三人の新たな誓い
ベルトラン、ブルーメリ、フローレンスは生まれたときからいつも一緒だった。
そして、共通しているのは、三人とも繊細で、互いを思いやっている所か。
リヒトヴィレ、トマス、フランシスも同い年三人組だが、彼らとはまた少し違う関係性を持っている。

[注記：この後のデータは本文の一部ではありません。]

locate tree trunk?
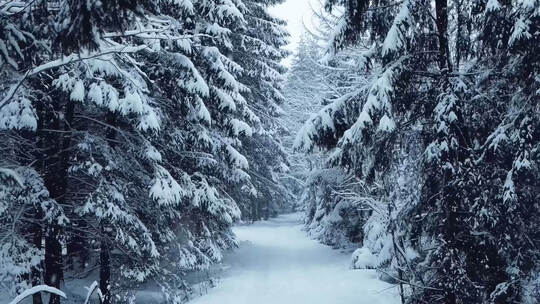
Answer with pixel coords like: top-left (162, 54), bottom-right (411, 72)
top-left (31, 207), bottom-right (43, 304)
top-left (99, 240), bottom-right (111, 304)
top-left (435, 0), bottom-right (452, 71)
top-left (40, 101), bottom-right (75, 304)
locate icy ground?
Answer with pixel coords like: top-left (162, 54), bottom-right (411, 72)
top-left (189, 213), bottom-right (399, 304)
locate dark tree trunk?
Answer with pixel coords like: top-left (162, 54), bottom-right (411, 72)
top-left (99, 112), bottom-right (116, 304)
top-left (435, 0), bottom-right (452, 70)
top-left (31, 208), bottom-right (43, 304)
top-left (39, 99), bottom-right (75, 304)
top-left (99, 240), bottom-right (111, 304)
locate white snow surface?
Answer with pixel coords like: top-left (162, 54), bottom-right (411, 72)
top-left (189, 213), bottom-right (399, 304)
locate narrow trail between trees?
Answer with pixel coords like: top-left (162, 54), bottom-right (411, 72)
top-left (189, 213), bottom-right (399, 304)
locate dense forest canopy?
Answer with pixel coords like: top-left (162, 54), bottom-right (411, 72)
top-left (0, 0), bottom-right (540, 304)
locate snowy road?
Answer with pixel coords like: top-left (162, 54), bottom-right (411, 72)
top-left (190, 214), bottom-right (399, 304)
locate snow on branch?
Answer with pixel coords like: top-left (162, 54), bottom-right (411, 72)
top-left (0, 45), bottom-right (148, 109)
top-left (9, 285), bottom-right (66, 304)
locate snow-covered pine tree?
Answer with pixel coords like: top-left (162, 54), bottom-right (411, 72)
top-left (297, 0), bottom-right (539, 303)
top-left (231, 0), bottom-right (292, 220)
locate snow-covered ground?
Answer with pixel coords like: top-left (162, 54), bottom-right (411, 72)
top-left (189, 213), bottom-right (399, 304)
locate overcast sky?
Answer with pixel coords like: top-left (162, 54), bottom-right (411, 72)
top-left (270, 0), bottom-right (319, 66)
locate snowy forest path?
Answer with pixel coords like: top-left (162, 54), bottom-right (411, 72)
top-left (190, 213), bottom-right (399, 304)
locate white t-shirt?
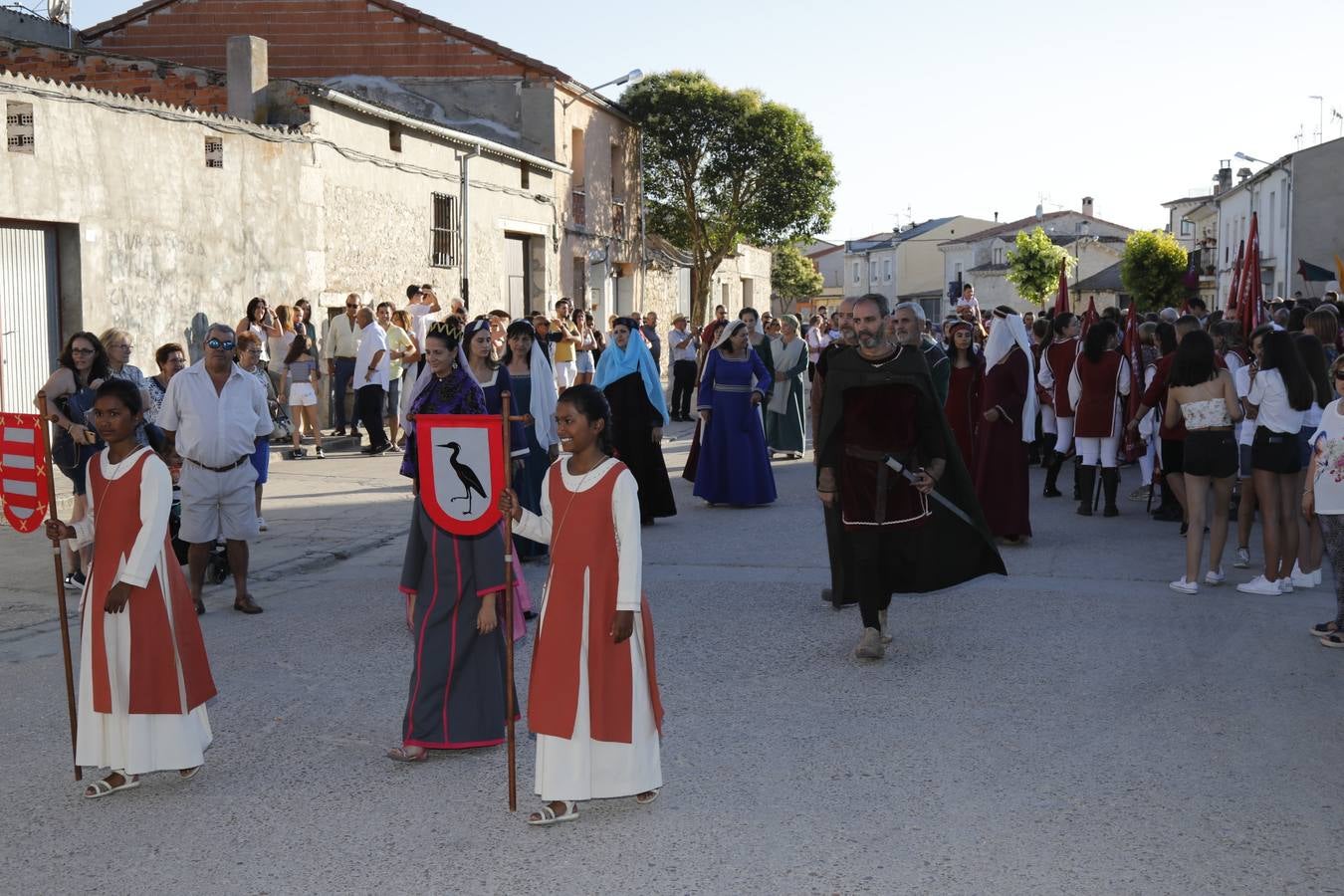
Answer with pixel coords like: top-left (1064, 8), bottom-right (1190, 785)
top-left (1308, 400), bottom-right (1344, 515)
top-left (1232, 364), bottom-right (1255, 445)
top-left (1245, 370), bottom-right (1306, 435)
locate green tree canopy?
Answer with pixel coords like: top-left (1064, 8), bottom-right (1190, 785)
top-left (621, 72), bottom-right (836, 323)
top-left (1008, 227), bottom-right (1078, 305)
top-left (771, 243), bottom-right (825, 313)
top-left (1120, 230), bottom-right (1190, 312)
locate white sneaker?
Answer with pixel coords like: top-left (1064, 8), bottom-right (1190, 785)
top-left (1236, 575), bottom-right (1282, 596)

「でも、本当に意外だったなあ。まさか二人が一緒になるなんて。」
「実は私もビックリだったよ。まさかベル君が私を選んでくれるなんて思わなかったから。」
「でも本当に良かった。だって、ブルーメリはベル君のこと、昔っから好きだったもんね。」
「私、そんなに分かりやすかった?」
「うん。ベル君は何にも考えて無かったけど。」
「私もそう思ってた。どこで私を選ぼうなんて思ったの?」
「いや、父上がさあ、あんないい子を7年も放置した責任は取れって。それまで、無意識だったのに、全てが繋がったっていうか。大事なものを見落としてた事に気付いたって感じだな。」
「旦那様、だったのですね。」
「さすがはお父様です。」
「こんな無責任無自覚の俺にさあ、人である以上、どこかで誰かを幸せにする義務があるって言うんだ。何か、格好良くない?」
「本当に、お父様は誰一人零さず幸せにする人です。」
「ああ、父上はいろいろ凄いけど、一番スゲえ所はまさにそこだと思うよ。」
「旦那様は私の生涯の恩人です。」
「それはそうと、あの時贈り合った物、持ってるよな。」
「ええ、いつも大切に保管してるわ。」
「それに願掛けしようぜ。俺たちの新しい誓いだ。いつかみんなで達成して報告だ。」
「いいわね。じゃあ、私は教会で偉くなって清く正しくする。」
「じゃあ私は、ヨルクを立派な後継に育て上げる。」
「じゃあ、俺様は、父上が驚くような新発見をする。」
「できるの~」
「目星は付けてるんだ。だからブルーメリ、もう一度だけ、一年で帰って来るって約束するから、旅に行かせてくれ。」
「うん、いいよ。でも、絶対に元気に戻って来てね。」
「ああ。じゃあみんな、約束だぜ!」
「うん!」
「でもまあ、まずはヘンリエッテがちゃんと育つように頑張らないとな。」
「頼りにしてるよ。お父様。」
「ああ、任せとけ。」
そう言うと三人は喧噪に溢れる街中に走って行く。